Delayed cerebral ischemia (DCI) causing cerebral infarction remains a significant cause of morbidity and mortality following aneurysmal subarachnoid hemorrhage (aSAH). Early brain injury in the first 72 hours following rupture is likely to play a key role in the pathophysiology underlying DCI but remains difficult to quantify objectively. Current diagnostic modalities are based on the concept of vasoconstriction causing cerebral ischemia and infarction and are either invasive or have a steep learning curve and user variability. The authors sought to determine whether saccadic eye movements are impaired following aSAH and whether this measurement in the acute period is associated with the likelihood of developing DCI.

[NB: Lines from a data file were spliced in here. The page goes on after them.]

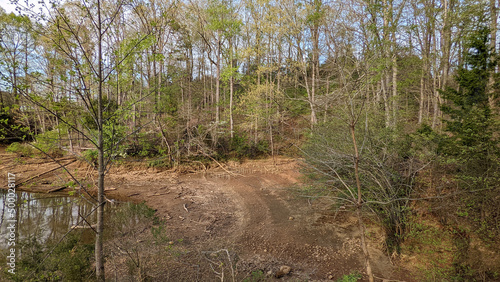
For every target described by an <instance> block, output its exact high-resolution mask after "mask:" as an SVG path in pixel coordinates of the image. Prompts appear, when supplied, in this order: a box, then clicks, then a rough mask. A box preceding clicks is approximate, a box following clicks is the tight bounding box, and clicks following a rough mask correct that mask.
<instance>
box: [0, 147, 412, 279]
mask: <svg viewBox="0 0 500 282" xmlns="http://www.w3.org/2000/svg"><path fill="white" fill-rule="evenodd" d="M0 157H1V158H2V159H1V160H2V162H1V163H0V168H1V170H2V172H4V171H5V172H7V170H9V172H14V173H16V174H17V175H19V179H30V177H33V176H36V175H37V174H40V173H43V172H44V171H47V170H49V169H52V168H53V167H54V165H53V164H50V162H47V160H43V159H26V158H16V157H13V155H11V154H7V153H5V152H0ZM66 161H67V160H66ZM69 169H70V170H71V171H73V172H74V173H75V174H77V175H78V176H80V177H81V176H85V178H86V179H87V181H88V182H92V181H93V180H95V173H92V172H91V171H90V172H89V169H88V167H87V166H86V164H84V163H81V162H75V163H72V164H71V165H69ZM10 170H12V171H10ZM226 170H228V171H231V173H228V172H227V171H226ZM4 176H5V175H2V176H1V177H0V178H5V177H4ZM300 177H301V176H300V173H299V172H298V168H297V164H296V162H295V161H293V160H290V159H278V160H277V162H276V163H275V162H274V161H272V160H258V161H248V162H246V163H244V164H238V163H230V164H228V165H227V166H226V167H225V169H224V170H222V169H212V170H209V171H206V172H204V173H191V174H183V175H180V174H177V173H175V172H172V171H160V170H156V169H148V168H142V169H138V168H137V167H129V166H126V165H125V166H119V167H116V168H113V169H112V170H111V172H110V174H109V175H108V176H107V180H106V187H107V189H108V190H107V192H106V194H107V197H108V198H109V199H114V200H117V201H134V202H143V201H145V202H146V204H147V205H149V206H150V207H152V208H154V209H156V210H157V215H158V216H159V217H160V218H161V219H162V220H163V221H164V223H165V225H166V226H167V230H168V236H169V238H171V239H172V240H177V241H180V240H182V242H183V243H182V244H183V246H184V247H185V248H189V249H197V250H198V251H200V252H207V251H211V252H216V251H218V250H230V251H231V252H232V253H234V254H237V257H238V265H237V268H238V269H237V270H238V271H239V272H240V273H251V272H252V271H255V270H259V271H262V272H263V273H265V274H266V275H267V276H268V277H273V276H274V275H275V273H276V272H277V271H278V270H279V269H280V267H281V266H285V265H286V266H289V267H291V269H292V272H291V273H290V274H289V275H286V276H285V277H283V278H282V279H285V280H289V279H291V280H294V279H295V280H294V281H296V279H299V280H301V281H303V280H305V281H322V280H325V281H326V280H335V279H339V278H340V277H342V275H346V274H350V273H353V272H355V271H357V272H359V273H364V266H363V258H362V251H361V246H360V240H359V232H358V229H357V223H356V220H355V218H353V217H352V216H350V215H349V213H348V212H340V213H338V214H336V213H335V212H332V211H330V210H329V209H328V203H326V202H322V201H308V200H307V199H306V198H303V197H298V196H297V194H296V193H294V192H293V189H292V188H293V187H294V186H296V185H298V184H299V183H300ZM0 181H4V179H0ZM67 181H69V178H68V177H67V176H64V173H63V172H61V171H59V170H55V171H53V172H50V173H47V174H44V175H43V177H40V179H34V180H32V181H31V182H30V183H29V184H26V185H25V187H24V188H28V189H31V190H37V189H38V190H42V191H45V190H47V189H49V188H50V187H54V186H58V185H61V184H63V183H65V182H67ZM89 189H90V190H92V189H95V187H90V188H89ZM372 231H373V232H371V240H370V252H371V259H372V263H373V268H374V272H375V274H376V275H377V276H379V277H385V278H398V279H399V280H406V281H410V280H411V279H408V278H407V277H405V276H406V275H404V274H401V271H400V272H395V267H394V266H393V265H391V263H390V261H389V259H388V258H387V257H386V256H385V255H384V254H383V253H382V251H381V250H380V249H381V244H380V242H381V240H380V239H381V238H380V237H381V235H380V234H378V235H377V232H375V231H374V230H372ZM186 277H190V276H186ZM365 278H366V276H365ZM401 278H403V279H401ZM405 278H406V279H405ZM186 279H188V278H186ZM189 279H190V278H189ZM189 279H188V280H189ZM197 279H199V278H197ZM188 280H185V281H188ZM177 281H180V280H177ZM183 281H184V280H183ZM199 281H208V280H205V279H201V280H199Z"/></svg>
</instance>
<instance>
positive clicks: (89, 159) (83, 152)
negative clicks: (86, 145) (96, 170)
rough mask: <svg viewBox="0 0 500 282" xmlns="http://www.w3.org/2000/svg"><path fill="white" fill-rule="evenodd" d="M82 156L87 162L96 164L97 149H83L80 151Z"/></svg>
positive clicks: (96, 157)
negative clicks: (89, 149)
mask: <svg viewBox="0 0 500 282" xmlns="http://www.w3.org/2000/svg"><path fill="white" fill-rule="evenodd" d="M82 156H83V158H84V159H85V160H86V161H87V162H89V163H91V164H97V158H98V157H99V152H98V151H97V150H85V151H83V152H82Z"/></svg>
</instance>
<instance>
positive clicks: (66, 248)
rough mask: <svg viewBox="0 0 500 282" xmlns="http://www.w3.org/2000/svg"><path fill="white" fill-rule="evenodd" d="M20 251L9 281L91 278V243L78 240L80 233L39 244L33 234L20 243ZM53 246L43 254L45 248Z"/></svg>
mask: <svg viewBox="0 0 500 282" xmlns="http://www.w3.org/2000/svg"><path fill="white" fill-rule="evenodd" d="M20 246H21V253H22V254H23V255H21V256H20V259H19V261H18V262H17V265H16V270H17V271H16V274H15V275H10V277H11V279H12V280H13V281H92V279H93V271H92V262H93V257H94V256H93V254H94V247H93V245H91V244H83V243H81V242H80V234H78V233H76V232H75V233H70V234H69V235H68V236H67V237H66V238H65V239H64V240H62V241H61V242H60V243H58V244H57V245H53V244H48V245H42V244H41V243H40V242H39V241H38V240H37V239H36V238H35V237H30V238H27V239H25V240H23V241H22V242H21V243H20ZM52 249H54V250H53V252H52V254H51V255H50V256H48V257H47V259H45V260H44V258H45V257H46V254H47V252H49V251H50V250H52Z"/></svg>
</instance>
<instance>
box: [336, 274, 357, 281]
mask: <svg viewBox="0 0 500 282" xmlns="http://www.w3.org/2000/svg"><path fill="white" fill-rule="evenodd" d="M361 278H363V275H361V274H360V273H358V272H354V273H351V274H346V275H344V276H342V278H340V279H337V282H356V281H358V280H360V279H361Z"/></svg>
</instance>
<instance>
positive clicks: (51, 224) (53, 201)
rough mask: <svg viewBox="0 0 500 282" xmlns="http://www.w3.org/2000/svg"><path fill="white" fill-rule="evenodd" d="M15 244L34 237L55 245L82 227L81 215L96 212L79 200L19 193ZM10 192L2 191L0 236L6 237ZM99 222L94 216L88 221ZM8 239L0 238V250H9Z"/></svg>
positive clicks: (35, 194) (15, 214)
mask: <svg viewBox="0 0 500 282" xmlns="http://www.w3.org/2000/svg"><path fill="white" fill-rule="evenodd" d="M16 195H17V201H16V203H17V205H16V206H15V210H16V214H15V219H16V220H17V223H16V229H17V230H16V241H17V242H21V241H23V240H24V239H26V238H29V237H33V236H35V237H36V238H37V241H38V242H40V243H42V244H43V243H53V242H56V241H57V240H59V239H60V238H61V237H62V236H63V235H64V234H66V233H67V232H68V231H69V230H70V228H71V227H72V226H77V225H82V223H81V219H82V218H81V216H80V215H88V214H89V213H90V212H91V211H92V210H93V208H94V206H93V205H91V204H90V203H89V202H88V201H86V200H85V199H82V198H78V197H69V196H64V195H49V194H37V193H27V192H17V193H16ZM7 204H8V202H7V191H6V190H3V189H0V216H1V217H0V231H1V232H0V236H2V237H5V236H6V234H7V232H8V230H7V227H8V223H9V219H11V218H10V214H9V213H8V211H9V210H8V209H9V207H8V206H7ZM87 220H88V221H89V223H91V224H93V223H95V221H96V215H95V213H92V215H91V216H89V217H88V218H87ZM79 222H80V224H79ZM4 239H5V238H0V242H1V243H0V249H4V250H5V249H7V244H6V241H5V240H4Z"/></svg>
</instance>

As part of a prospective, observational cohort study, 24 male and female patients (mean age 53 years old, range 31–70 years old) were recruited. Inclusion criteria included presentation with World Federation of Neurosurgical Societies (WFNS) Grades 1 or 2 (“good grade”) aSAH on admission and endovascular treatment within 72 hours of aneurysmal rupture. DCI and DCI-related cerebral infarction were defined according to consensus guidelines. Saccadometry data were collected at 3 time points in patients: in the first 72 hours, between Days 5 and 10, and at 3 months after aSAH. Data from 10 healthy controls was collected on 1 occasion for comparison.

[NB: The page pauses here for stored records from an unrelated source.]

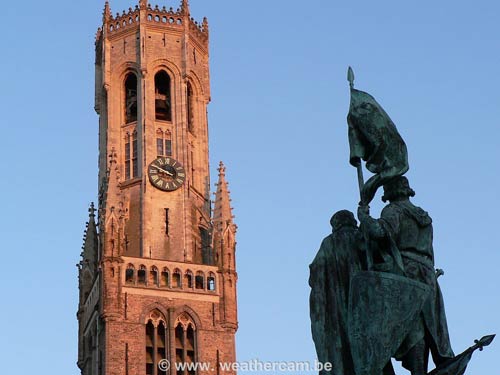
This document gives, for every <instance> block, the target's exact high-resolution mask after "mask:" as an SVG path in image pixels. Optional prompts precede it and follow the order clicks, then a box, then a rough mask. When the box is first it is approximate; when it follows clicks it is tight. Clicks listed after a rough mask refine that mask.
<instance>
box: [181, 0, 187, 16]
mask: <svg viewBox="0 0 500 375" xmlns="http://www.w3.org/2000/svg"><path fill="white" fill-rule="evenodd" d="M181 12H182V13H185V14H187V15H189V1H188V0H182V3H181Z"/></svg>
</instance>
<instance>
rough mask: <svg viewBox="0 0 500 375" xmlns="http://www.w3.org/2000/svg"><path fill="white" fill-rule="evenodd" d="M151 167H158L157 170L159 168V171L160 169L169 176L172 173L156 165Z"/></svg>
mask: <svg viewBox="0 0 500 375" xmlns="http://www.w3.org/2000/svg"><path fill="white" fill-rule="evenodd" d="M153 167H154V168H156V169H158V170H160V171H162V172H164V173H166V174H168V175H169V176H173V175H174V174H173V173H171V172H169V171H167V170H166V169H163V168H160V167H158V166H157V165H153Z"/></svg>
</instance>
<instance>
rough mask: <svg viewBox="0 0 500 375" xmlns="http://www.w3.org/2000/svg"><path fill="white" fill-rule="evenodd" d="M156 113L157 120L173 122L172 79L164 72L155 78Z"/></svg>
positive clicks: (162, 70) (159, 73)
mask: <svg viewBox="0 0 500 375" xmlns="http://www.w3.org/2000/svg"><path fill="white" fill-rule="evenodd" d="M155 112H156V119H157V120H163V121H172V106H171V103H170V77H169V76H168V74H167V73H165V72H164V71H163V70H162V71H161V72H159V73H158V74H156V76H155Z"/></svg>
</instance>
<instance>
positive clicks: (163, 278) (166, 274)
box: [160, 267, 170, 288]
mask: <svg viewBox="0 0 500 375" xmlns="http://www.w3.org/2000/svg"><path fill="white" fill-rule="evenodd" d="M160 286H162V287H166V288H168V287H169V286H170V274H169V272H168V268H166V267H165V268H164V269H163V271H162V272H161V280H160Z"/></svg>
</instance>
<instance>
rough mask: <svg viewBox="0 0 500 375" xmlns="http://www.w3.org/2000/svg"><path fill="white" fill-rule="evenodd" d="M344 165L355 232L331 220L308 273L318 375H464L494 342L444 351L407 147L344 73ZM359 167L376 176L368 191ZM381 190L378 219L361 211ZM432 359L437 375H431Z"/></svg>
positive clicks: (424, 236)
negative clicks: (345, 78) (412, 200)
mask: <svg viewBox="0 0 500 375" xmlns="http://www.w3.org/2000/svg"><path fill="white" fill-rule="evenodd" d="M348 80H349V82H350V87H351V105H350V110H349V115H348V120H347V122H348V125H349V144H350V150H351V157H350V162H351V164H352V165H353V166H355V167H356V168H357V170H358V180H359V186H360V196H361V201H360V205H359V208H358V219H359V221H360V227H359V228H358V226H357V222H356V220H355V219H354V215H353V214H352V213H351V212H349V211H339V212H338V213H336V214H335V215H334V216H333V218H332V220H331V224H332V227H333V232H332V234H331V235H330V236H328V237H326V238H325V239H324V240H323V242H322V244H321V247H320V250H319V252H318V254H317V255H316V258H315V259H314V261H313V263H312V264H311V266H310V270H311V274H310V278H309V284H310V286H311V297H310V315H311V328H312V336H313V340H314V343H315V346H316V352H317V355H318V360H319V361H320V362H322V363H326V362H329V363H331V364H332V370H331V371H327V370H323V371H321V373H320V374H321V375H330V374H331V375H382V374H383V375H394V374H395V372H394V369H393V367H392V362H391V359H396V360H398V361H401V363H402V365H403V367H404V368H405V369H407V370H409V371H410V372H411V374H412V375H427V374H429V375H463V374H464V373H465V370H466V368H467V364H468V363H469V361H470V359H471V356H472V353H473V352H474V351H475V350H477V349H480V350H482V349H483V347H484V346H487V345H489V344H490V343H491V342H492V341H493V339H494V337H495V336H494V335H490V336H485V337H483V338H482V339H481V340H479V341H478V340H476V345H474V346H472V347H470V348H469V349H467V350H466V351H465V352H463V353H462V354H460V355H458V356H455V355H454V353H453V351H452V349H451V344H450V339H449V333H448V326H447V323H446V314H445V310H444V302H443V296H442V294H441V290H440V288H439V284H438V281H437V279H438V277H439V276H441V275H442V274H443V271H442V270H436V269H435V268H434V249H433V243H432V240H433V227H432V219H431V217H430V215H429V214H428V213H427V212H426V211H424V210H423V209H421V208H420V207H417V206H415V205H414V204H413V203H412V202H411V200H410V198H412V197H413V196H414V195H415V192H414V191H413V189H412V188H411V187H410V184H409V182H408V179H407V178H406V177H405V176H404V174H405V173H406V172H407V171H408V168H409V164H408V156H407V148H406V144H405V142H404V141H403V138H402V137H401V136H400V135H399V133H398V131H397V129H396V126H395V125H394V123H393V122H392V121H391V120H390V118H389V116H388V115H387V113H385V111H384V110H383V109H382V107H381V106H380V105H379V104H378V103H377V102H376V100H375V99H374V98H373V97H372V96H371V95H369V94H367V93H365V92H362V91H359V90H356V89H354V73H353V71H352V69H351V68H349V71H348ZM362 160H364V161H366V167H367V169H368V170H369V171H370V172H372V173H374V176H373V177H371V178H370V179H369V180H368V181H367V182H366V183H365V182H364V179H363V171H362V162H361V161H362ZM381 186H383V188H384V195H383V198H382V200H383V201H384V202H388V204H387V206H386V207H385V208H384V209H383V211H382V213H381V217H380V218H379V219H375V218H373V217H371V216H370V208H369V206H368V204H369V203H370V202H371V201H372V200H373V197H374V196H375V194H376V192H377V190H378V188H380V187H381ZM429 355H432V359H433V362H434V363H435V365H436V366H437V367H436V369H434V370H433V371H431V372H430V373H428V361H429Z"/></svg>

Age-adjusted saccadic latency in patients was significantly prolonged in the first 72 hours following aSAH when compared with controls (188.7 msec [95% CI 176.9–202.2 msec] vs 160.7 msec [95% CI 145.6–179.4 msec], respectively; p = 0.0054, t-test). By 3 months after aSAH, there was no significant difference in median saccadic latency compared with controls (188.7 msec [95% CI 176.9–202.2 msec] vs 180.0 msec [95% CI 165.1–197.8 msec], respectively; p = 0.4175, t-test). Patients diagnosed with cerebral infarction due to DCI had a significantly higher age-adjusted saccadic latency in the first 72 hours than those without infarction (240.6 msec [95% CI 216.7–270.3 msec] vs 204.1 msec [95% CI 190.7–219.5 msec], respectively; p = 0.0157, t-test). This difference was more pronounced during Days 5–10 following aSAH, the peak incidence for DCI (303.7 msec [95% CI 266.7–352.7 msec] vs 207.6 msec [95% CI 193.7–223.6 msec], respectively; p < 0.0001, t-test). A binary generalized linear model showed that latency in the first 72 hours was the only significant predictor of cerebral infarction (p = 0.0185).

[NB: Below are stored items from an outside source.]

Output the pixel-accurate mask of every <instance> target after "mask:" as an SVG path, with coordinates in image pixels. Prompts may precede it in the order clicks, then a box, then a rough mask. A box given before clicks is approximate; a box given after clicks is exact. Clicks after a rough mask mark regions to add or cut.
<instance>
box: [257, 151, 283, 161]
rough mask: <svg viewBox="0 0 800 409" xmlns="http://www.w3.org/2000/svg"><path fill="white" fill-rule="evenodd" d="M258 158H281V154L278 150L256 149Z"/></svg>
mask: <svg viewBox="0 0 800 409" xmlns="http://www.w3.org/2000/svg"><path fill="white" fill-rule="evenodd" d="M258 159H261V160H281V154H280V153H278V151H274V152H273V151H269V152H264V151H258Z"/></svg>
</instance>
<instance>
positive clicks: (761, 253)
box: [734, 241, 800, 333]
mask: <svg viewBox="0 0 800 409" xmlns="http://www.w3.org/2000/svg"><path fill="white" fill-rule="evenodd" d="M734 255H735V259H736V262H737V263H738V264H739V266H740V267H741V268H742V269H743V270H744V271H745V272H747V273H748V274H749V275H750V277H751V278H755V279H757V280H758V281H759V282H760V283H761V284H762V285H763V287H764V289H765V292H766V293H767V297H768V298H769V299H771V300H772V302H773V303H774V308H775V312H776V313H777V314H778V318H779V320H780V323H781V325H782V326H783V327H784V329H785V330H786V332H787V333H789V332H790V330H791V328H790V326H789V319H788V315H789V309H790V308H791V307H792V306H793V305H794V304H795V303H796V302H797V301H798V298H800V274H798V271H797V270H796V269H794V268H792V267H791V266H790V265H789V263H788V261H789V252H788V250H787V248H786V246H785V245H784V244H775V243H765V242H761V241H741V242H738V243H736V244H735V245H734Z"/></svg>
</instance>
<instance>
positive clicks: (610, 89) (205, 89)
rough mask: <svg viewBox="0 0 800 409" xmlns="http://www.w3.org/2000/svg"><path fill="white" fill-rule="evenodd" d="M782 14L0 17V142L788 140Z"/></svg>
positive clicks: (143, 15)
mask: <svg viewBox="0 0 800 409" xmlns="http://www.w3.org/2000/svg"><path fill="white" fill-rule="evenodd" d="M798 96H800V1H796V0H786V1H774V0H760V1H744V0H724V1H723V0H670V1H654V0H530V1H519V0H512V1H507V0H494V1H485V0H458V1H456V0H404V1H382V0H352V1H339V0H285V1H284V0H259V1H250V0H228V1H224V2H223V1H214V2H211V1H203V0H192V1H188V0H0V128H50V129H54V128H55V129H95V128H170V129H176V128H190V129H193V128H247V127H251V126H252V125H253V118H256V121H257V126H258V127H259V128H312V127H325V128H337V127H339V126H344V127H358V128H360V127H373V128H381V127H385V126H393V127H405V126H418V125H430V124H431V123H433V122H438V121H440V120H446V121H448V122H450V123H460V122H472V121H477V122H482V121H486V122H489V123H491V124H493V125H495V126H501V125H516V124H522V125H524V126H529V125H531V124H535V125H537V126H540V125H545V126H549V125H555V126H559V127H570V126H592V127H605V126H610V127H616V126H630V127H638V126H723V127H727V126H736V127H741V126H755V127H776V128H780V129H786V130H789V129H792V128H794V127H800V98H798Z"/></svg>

This is the first study to use saccadometry to measure the saccadic latency of eye movements in patients with aSAH during the acute period following aneurysm rupture. The results showed that median saccadic latency is associated with the risk of developing cerebral infarction due to DCI and may act as a potential objective biomarker to guide the need for intensive care admission and treatment. Future studies will look to formally validate saccadic latency as a biomarker of DCI in a larger cohort and assess whether the addition of saccades improves current clinical models for predicting patients at risk.